As I said in the beginning, there is nothing more at stake for Christians today than the witness of a Church who is called by God to love the lost while living righteously without hypocrisy. Will we not be known by our fruit? We cannot watch movies that glorify immorality or defend locker room talk and expect the world to believe our message in the presence of such hypocrisy. We cannot justify one person's form of immorality as less immoral than another's immorality. 2 Corinthians 10:12 says very clearly that using one person as a standard by which to measure ourselves or others is unwise.  God is our only standard.  If we minimize the significance of immorality such as locker room talk in the Christian community, those who have been victims of the behaviors described in some locker room talk are bound to interpret (rightly, I might add) what Christian leaders are saying to mean, "suck it up, buttercup, you need to just get over it and take one for the team, whatever happened to you wasn't a big deal". It is a big deal. Imagine the effect of such a thing on victims walking the halls of your church.  They feel betrayed by their pastors and their brothers in Christ.  Because of where I am in my journey I can hear such things and not take up offense toward those who speak them because I truly believe it is in naivety that they speak. Because of where I am I can hear the godly men who defend such things and not take up offense with God because I know that their words are not an accurate representation of His heart.  But that is not the case for many others. Many survivors go to their graves carrying this baggage, some of them prematurely because the baggage was so heavy that they were literally crushed underneath the weight of it all.  We owe it to those struggling with the fallout of such things to correctly identify that which is contrary to the heart of God as such.  Minimizing godlessness misconstrues God’s heart.  We, His people, should not be willingly guilty of such a thing.
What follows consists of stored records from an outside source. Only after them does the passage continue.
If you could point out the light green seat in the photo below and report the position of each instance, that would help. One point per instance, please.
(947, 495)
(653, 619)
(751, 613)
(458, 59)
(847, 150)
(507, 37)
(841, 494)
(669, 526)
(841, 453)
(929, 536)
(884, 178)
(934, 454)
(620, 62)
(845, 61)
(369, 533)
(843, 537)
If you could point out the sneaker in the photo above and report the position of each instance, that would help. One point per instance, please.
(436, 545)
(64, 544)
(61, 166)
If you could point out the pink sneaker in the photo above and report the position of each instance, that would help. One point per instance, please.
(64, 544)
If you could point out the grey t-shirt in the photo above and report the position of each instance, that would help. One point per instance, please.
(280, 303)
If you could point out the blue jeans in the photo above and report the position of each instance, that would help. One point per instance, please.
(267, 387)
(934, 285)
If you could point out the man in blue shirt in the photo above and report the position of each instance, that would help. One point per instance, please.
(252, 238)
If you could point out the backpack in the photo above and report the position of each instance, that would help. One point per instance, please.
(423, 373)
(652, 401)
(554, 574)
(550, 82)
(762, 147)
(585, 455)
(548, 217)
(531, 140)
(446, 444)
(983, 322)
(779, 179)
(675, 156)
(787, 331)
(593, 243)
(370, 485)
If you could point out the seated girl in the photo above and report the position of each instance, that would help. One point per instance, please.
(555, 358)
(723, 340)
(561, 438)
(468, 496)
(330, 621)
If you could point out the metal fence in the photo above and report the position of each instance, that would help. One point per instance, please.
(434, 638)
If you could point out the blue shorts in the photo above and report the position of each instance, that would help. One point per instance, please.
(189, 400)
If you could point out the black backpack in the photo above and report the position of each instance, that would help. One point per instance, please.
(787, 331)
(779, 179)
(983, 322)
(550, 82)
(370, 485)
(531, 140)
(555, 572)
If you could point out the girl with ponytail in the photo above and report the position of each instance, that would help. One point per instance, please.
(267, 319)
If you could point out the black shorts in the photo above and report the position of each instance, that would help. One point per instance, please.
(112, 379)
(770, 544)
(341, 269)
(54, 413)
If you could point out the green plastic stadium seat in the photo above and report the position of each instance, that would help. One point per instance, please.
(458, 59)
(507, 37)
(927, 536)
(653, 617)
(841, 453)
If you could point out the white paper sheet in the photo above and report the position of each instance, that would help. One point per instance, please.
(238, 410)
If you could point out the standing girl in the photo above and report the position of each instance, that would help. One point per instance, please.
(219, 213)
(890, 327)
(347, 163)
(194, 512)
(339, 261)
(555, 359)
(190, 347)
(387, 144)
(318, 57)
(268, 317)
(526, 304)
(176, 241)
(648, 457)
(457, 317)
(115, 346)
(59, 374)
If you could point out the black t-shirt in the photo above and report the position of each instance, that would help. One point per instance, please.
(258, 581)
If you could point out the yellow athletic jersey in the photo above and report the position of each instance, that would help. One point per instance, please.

As a church we have been making concessions to immorality as long as we have self-righteously determined that it falls within "normal" limits. And yet, the Lord tells us that not even a hint of immorality is appropriate for people who call themselves by His name. All immorality is abnormal for God's holy people. In order for anything to be pure there can be no adulteration at all—not even a hint.  The moment even the slightest amount of immorality is permitted, the character of the individual or the church body is no longer pure unless cleansed by Christ. Thus we can be no more anti-homosexual immorality than we are anti-heterosexual immorality or else we find ourselves in the predicament of the log and the speck of dust. When guilty of this type of hypocrisy it becomes evident that we really do not mind immorality itself, we are merely opposed to being made uncomfortable by someone else's immoral preferences which are different from ours. This is the hypocrisy which makes our message unbelievable to an unbelieving world. We must stop making excuses and concessions, and we must start reclaiming surrendered ground. To be clear, I am not saying that some women are not just as guilty. I was once part of the problem, a person who called themselves a Christian but lived immorally, and in doing so I seared my conscience against the conviction of the Holy Spirit until, by God’s grace, my eyes were opened to the damage my sin was causing myself and others, and I repented. The people of God are looking to the men of God to lead, but very few are leading so the remainder are wandering aimlessly in the wilderness following their blind guides. We need to repent as an entire church, men of God, and the rest of us are looking to you to lead the way so we can fall in behind you. When will you stand up and take your place on the front lines? We are ready to follow you into this battle, but God has called us to follow you as you follow Christ.  Now is the time.

I love each and every one of you, and I respect you regardless of how you receive this, not because of your opinion or response to this but because of Christ in you.